Pressure Sensor Error in Merge Hemo Cardiac Monitoring System Recall

The Merge Hemo hemodynamics monitoring system is recalled due to a pressure sensor defect in its integrated Schiller ARGUS component, which triggers error messages during blood pressure measurements in high-pressure ranges. Eighty-four units distributed nationwide are affected.

What this means for you

Real risk of harm even if no illness or injury has been reported yet. Stop using the product and follow the agency's guidance.

Our severity reasoning: This is an FDA Class II recall affecting a critical patient monitoring device used during invasive cardiac procedures. While no illnesses or injuries have been reported, the pressure sensor defect creates a risk of harm by preventing accurate blood pressure measurement in high-pressure ranges during high-risk clinical procedures.

Plain-English summary

The Merge Hemo Model RCSV2 is a hemodynamics recording computer system used to monitor, measure, and record blood pressure and other vital physiologic parameters during diagnostic and interventional cardiac procedures. The system is used in invasive cardiology, interventional radiology, and cardiac electrophysiology clinical settings.
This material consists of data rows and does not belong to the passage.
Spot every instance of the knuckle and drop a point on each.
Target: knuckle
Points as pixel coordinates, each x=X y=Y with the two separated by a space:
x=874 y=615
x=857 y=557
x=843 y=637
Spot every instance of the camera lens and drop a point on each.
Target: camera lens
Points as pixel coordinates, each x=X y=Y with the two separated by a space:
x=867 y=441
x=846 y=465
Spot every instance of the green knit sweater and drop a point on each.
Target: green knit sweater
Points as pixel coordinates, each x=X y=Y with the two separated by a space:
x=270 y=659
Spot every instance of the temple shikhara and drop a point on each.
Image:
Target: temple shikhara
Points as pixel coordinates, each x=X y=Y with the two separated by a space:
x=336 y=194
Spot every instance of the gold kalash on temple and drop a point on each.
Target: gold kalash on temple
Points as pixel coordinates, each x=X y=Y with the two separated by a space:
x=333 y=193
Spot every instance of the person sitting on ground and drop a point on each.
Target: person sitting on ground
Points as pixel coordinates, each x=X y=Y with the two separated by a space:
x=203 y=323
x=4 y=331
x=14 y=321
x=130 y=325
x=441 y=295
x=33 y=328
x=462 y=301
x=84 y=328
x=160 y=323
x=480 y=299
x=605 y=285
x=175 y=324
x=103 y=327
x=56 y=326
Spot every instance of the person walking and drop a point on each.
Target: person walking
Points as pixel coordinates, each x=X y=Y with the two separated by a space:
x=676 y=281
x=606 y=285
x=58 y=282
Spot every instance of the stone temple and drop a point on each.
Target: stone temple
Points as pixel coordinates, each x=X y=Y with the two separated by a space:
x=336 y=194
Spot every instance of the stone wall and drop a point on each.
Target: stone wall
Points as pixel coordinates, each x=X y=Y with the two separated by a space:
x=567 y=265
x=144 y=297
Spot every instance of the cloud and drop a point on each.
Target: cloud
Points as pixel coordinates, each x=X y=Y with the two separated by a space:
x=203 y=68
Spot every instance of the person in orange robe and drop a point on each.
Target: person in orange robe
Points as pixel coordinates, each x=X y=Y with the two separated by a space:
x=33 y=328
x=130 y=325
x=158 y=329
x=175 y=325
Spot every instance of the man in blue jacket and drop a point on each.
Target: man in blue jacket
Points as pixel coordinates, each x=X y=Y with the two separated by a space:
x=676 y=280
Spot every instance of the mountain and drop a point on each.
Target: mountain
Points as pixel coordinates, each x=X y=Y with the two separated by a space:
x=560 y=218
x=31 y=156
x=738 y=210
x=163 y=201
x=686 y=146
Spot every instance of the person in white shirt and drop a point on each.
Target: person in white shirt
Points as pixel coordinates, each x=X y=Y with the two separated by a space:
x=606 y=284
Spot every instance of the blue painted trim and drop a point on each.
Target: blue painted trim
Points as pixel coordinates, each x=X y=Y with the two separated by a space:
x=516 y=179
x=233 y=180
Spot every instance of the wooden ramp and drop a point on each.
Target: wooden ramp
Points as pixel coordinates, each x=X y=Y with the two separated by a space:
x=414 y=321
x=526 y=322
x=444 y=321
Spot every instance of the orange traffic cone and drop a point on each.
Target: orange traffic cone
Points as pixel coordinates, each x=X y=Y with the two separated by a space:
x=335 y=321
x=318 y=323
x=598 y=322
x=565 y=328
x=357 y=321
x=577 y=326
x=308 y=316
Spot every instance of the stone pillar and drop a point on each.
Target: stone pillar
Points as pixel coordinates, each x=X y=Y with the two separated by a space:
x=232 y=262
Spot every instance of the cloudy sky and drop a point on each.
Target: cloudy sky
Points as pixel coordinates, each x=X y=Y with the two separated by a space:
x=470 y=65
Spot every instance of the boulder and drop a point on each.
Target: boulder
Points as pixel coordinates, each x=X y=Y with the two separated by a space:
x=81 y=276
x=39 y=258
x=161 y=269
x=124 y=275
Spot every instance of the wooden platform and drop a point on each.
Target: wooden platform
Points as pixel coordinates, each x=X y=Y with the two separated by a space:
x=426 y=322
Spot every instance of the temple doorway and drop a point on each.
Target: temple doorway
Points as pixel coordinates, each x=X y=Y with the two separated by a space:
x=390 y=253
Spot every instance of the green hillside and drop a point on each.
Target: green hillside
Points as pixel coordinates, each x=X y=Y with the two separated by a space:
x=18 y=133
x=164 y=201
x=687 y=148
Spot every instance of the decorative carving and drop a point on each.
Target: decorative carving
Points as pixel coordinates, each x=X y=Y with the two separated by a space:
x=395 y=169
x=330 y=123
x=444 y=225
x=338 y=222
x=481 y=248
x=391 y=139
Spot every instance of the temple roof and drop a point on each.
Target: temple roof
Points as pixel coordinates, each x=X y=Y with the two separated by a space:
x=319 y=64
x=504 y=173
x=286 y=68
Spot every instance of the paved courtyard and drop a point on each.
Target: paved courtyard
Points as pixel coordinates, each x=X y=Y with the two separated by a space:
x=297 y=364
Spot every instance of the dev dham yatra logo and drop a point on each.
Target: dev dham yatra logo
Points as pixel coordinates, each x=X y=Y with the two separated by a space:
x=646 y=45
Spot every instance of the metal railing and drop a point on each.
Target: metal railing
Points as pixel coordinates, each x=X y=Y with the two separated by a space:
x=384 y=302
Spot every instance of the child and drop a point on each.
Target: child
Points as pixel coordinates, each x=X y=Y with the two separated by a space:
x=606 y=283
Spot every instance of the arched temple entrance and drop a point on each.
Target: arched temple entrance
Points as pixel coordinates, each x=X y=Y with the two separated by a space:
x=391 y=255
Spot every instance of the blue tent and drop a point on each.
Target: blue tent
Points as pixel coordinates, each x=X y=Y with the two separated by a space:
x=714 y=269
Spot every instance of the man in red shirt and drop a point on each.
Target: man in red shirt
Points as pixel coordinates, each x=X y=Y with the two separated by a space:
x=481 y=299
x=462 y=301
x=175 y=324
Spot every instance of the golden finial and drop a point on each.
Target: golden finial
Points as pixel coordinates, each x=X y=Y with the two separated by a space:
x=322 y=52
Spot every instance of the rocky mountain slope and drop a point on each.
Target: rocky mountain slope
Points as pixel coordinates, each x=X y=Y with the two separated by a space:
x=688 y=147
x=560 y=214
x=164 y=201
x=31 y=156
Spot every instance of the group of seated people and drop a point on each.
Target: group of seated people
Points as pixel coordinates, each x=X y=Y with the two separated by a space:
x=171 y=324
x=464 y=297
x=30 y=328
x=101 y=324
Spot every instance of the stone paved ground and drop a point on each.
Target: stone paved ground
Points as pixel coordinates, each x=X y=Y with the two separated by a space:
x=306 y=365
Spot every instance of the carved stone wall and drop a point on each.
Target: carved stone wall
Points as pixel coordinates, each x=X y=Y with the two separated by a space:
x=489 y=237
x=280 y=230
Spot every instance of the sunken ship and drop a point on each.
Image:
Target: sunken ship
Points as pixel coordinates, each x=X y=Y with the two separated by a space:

Merge Healthcare has been informed that certain units of the integrated Schiller ARGUS PB-3000 Patient Data Module (PDM) contain a pressure sensor defect. When the initial inflation pressure is set in the high-pressure range above 240 mmHg, the defective sensor triggers a "Pressure Sensor Defective" error message on the Merge Hemo Client during non-invasive blood pressure (NIBP) measurements. This error prevents accurate pressure readings at high-pressure settings. No other components of the Merge Hemo System are affected.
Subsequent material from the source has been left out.